The complex network approach allows us to summarize the content of the functional connectivity information (as presented by the FC matrix) attending to different features as described before. Thus, compacting the information into one single value for each sensor or even more globally having one single value for each subject, which could be a convenient approach from the clinical point of view, due to its manageability. This fact also makes it very attractive for many other purposes (e.g., dimensionality reduction for machine learning techniques with diagnosis purposes, or correlation with different instruments such as results from behavior or neuropsychological tests).

One last issue of practical interest that we are currently studying, and that was very briefly introduced above, is the possible usefulness of network connectivity patterns to assist in the classification (diagnosis) of recorded subjects using machine learning algorithms, an area of research that is also growing very fast (see, e.g., (van Diessen et al., 2013a) for an application of scalp EEG FC patterns in epilepsy, and (Richiardi et al., 2013) for a recent review). This latter application is potentially very important from the clinical perspective, but it also circumvents the problem of determining whether the patterns of FC index (or any other connectivity index for that matter) are due to true connectivity or are the result of volume conduction of deep brain sources, which is reflected in many sensors at the same time. As long as these patterns are different in each group, they would be useful to detect deviations from the healthy condition. More research should be done in this respect, namely, compare resting state functional network patterns from epileptic groups with respect to healthy controls in larger cohorts for clinical purposes. Since MEG recordings of epilepsy patients are scarce in comparison to other imaging techniques, some open initiatives are emerging (see, e.g., the Open MEG Archiv, (Niso et al., 2015)), that could facilitate this endeavor.

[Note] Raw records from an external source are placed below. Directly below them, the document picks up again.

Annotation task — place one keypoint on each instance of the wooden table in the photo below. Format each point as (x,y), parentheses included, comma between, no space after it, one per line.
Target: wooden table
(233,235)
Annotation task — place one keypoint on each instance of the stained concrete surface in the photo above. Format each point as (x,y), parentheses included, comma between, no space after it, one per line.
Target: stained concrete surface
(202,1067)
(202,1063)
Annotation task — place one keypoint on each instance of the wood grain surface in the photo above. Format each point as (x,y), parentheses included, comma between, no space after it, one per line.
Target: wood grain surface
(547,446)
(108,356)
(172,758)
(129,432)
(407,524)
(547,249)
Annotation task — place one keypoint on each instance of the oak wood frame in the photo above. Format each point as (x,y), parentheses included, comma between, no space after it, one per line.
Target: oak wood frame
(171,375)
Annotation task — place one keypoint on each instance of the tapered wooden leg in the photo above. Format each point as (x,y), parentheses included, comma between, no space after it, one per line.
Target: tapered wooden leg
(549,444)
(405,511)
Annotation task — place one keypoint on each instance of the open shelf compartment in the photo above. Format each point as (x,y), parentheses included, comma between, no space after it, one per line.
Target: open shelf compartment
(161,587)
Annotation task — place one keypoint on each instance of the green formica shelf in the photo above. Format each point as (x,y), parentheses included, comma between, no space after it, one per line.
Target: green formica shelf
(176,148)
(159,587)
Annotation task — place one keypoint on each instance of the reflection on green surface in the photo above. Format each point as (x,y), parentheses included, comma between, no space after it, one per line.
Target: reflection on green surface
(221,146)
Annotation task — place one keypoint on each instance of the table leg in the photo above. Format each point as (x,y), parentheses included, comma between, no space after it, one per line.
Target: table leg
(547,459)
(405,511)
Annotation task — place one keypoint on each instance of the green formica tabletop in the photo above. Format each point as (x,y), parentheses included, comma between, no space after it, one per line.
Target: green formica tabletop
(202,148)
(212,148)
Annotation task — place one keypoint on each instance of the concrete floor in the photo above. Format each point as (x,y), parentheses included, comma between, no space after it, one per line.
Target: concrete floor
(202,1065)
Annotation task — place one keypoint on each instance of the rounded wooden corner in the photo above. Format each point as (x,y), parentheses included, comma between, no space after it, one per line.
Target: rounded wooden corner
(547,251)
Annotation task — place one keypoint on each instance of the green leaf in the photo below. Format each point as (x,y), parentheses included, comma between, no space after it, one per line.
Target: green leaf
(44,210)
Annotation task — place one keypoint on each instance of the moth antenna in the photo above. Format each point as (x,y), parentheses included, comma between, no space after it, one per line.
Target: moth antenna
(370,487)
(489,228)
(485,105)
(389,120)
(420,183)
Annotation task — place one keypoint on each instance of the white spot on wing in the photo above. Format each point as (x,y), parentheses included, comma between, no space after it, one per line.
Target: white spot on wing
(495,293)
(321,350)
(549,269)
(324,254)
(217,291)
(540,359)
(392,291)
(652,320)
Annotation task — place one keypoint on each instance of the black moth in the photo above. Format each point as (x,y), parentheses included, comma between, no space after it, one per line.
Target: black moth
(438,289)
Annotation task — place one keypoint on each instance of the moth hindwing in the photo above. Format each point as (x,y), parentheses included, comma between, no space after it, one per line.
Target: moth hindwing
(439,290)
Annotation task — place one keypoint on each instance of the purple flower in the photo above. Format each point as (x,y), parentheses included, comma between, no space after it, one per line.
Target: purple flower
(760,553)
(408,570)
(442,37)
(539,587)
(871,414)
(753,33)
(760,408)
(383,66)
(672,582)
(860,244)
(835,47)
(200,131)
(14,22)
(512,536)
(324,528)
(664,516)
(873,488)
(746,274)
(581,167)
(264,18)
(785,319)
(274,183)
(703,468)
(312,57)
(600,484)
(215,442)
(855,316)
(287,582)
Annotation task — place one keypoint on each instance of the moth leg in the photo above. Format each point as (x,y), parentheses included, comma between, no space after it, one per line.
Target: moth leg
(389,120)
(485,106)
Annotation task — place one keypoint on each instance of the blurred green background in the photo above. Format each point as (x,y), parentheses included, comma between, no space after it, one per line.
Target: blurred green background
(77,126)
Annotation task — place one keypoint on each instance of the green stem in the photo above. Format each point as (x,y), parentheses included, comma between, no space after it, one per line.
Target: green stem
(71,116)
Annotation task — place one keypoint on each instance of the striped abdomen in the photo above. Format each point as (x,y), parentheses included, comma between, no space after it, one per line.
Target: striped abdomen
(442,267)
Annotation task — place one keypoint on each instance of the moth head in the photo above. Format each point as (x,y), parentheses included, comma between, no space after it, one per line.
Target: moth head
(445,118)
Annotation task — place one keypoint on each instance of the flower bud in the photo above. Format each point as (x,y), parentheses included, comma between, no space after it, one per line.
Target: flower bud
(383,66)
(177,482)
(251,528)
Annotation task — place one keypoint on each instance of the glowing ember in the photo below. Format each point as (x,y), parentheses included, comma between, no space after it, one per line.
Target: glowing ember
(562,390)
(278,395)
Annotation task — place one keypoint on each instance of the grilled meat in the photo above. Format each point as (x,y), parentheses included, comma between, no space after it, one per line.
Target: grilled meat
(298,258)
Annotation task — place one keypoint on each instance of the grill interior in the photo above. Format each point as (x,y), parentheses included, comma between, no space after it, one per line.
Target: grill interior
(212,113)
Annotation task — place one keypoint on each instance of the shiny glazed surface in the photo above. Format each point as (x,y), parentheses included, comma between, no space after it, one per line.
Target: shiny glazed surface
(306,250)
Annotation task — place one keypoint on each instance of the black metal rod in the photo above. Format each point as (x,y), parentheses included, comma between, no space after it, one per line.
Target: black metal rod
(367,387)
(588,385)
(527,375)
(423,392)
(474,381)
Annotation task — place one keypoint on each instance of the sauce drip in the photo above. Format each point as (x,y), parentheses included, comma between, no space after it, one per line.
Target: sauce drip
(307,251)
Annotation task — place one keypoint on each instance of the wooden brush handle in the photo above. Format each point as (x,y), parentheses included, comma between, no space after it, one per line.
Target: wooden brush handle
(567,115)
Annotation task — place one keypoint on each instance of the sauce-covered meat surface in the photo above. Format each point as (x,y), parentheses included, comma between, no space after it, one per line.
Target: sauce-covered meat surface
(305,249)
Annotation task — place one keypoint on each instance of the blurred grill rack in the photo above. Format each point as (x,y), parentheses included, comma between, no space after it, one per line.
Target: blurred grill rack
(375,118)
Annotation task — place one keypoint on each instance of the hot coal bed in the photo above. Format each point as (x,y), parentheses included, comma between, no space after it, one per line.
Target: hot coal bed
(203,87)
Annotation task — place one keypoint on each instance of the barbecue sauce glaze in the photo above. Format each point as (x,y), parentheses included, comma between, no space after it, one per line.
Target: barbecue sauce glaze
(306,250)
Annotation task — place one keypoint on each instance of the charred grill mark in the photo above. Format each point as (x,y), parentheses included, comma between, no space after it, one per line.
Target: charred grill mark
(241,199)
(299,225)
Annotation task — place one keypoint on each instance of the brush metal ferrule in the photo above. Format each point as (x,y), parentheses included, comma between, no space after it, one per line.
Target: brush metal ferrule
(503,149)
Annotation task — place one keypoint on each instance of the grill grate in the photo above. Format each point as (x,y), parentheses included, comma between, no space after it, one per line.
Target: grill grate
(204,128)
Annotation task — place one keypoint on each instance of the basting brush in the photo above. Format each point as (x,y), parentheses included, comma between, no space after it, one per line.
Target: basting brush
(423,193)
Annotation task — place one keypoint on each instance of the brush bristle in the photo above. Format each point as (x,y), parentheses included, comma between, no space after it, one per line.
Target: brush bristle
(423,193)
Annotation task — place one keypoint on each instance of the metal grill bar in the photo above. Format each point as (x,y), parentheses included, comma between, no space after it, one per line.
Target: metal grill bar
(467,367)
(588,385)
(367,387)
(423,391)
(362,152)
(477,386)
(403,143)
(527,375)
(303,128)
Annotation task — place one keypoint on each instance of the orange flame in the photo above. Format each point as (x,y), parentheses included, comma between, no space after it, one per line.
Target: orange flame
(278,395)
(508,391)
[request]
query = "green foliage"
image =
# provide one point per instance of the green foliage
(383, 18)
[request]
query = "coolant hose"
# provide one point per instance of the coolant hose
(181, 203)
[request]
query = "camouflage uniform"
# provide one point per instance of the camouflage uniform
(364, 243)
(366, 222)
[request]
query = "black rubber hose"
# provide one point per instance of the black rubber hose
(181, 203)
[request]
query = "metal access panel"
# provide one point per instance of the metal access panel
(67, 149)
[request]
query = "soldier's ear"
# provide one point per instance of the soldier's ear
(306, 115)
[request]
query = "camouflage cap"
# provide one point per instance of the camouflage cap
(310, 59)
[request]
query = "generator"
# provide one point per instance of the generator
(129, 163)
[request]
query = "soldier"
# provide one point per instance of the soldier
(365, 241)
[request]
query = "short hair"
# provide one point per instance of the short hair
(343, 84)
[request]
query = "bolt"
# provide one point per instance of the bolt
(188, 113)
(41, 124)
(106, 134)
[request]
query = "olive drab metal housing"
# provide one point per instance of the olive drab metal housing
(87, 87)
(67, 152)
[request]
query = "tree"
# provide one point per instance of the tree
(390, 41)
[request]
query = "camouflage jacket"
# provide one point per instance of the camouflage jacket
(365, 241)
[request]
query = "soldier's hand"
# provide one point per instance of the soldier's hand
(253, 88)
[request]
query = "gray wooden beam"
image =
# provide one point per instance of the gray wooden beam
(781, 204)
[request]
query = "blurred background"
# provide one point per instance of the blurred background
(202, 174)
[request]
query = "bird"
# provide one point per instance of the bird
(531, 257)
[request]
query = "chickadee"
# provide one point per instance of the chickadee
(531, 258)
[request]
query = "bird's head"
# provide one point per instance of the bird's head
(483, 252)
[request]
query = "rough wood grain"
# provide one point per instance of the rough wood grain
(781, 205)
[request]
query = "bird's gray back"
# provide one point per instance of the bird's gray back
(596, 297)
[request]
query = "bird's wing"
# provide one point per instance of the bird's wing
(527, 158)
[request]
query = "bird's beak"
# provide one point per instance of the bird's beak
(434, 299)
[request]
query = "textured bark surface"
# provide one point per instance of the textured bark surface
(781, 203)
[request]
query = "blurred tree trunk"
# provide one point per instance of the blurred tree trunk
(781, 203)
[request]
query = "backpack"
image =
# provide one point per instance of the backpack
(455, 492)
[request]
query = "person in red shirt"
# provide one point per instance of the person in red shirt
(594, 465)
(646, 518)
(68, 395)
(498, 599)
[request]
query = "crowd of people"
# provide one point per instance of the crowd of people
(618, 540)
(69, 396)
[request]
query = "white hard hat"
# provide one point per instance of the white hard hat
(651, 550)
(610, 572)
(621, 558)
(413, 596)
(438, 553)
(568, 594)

To summarize, we conclude that, taken together, our results indicate that interictal MEG activity of epileptic patients at rest differs significantly from that of HS in the level of activation of individual sensors (power spectrum), the degree functional connectivity and the pattern of graph measures as assessed by PS analysis. The first and the last approach (power spectral analysis and graph theory) offer the clearest patterns of differences between each epileptic group and the HS: for the power spectra, changes are either in the total power across almost the whole frequency range and widespread over sensors (GE) or in the distribution of the power, confined to the alpha band and in sensors above and around the epileptic focus (FE). Results on the graph measures, in turn, indicate that three indices are enough to provide all the information on brain network dynamics, where differences are mainly between the GE and the HS group especially in the high frequency bands, whereas differences for the FE group are again confined to a single low frequency band (theta). In the case of network measures, the topography of the differences is, however, not as clear-cut as for the power spectra for either of the groups, but it does reveal one fact that remained undisclosed with the spectral power, namely that the features of the brain FC network in the gamma band present clear differences between the two epileptic groups. Thus, although graph theory provides additional insight into the dynamics of brain epileptic networks, it is also clear that the pattern of local activation/deactivations provided by power spectral analysis also highlights important aspects of brain activity in epilepsy. We conclude that the added value of the graph theory approach in this context should not be overestimated, but rather it seems advisable to combine it with the information from power spectral analysis to have a comprehensive picture of the changes in interictal brain in different types of epilepsies.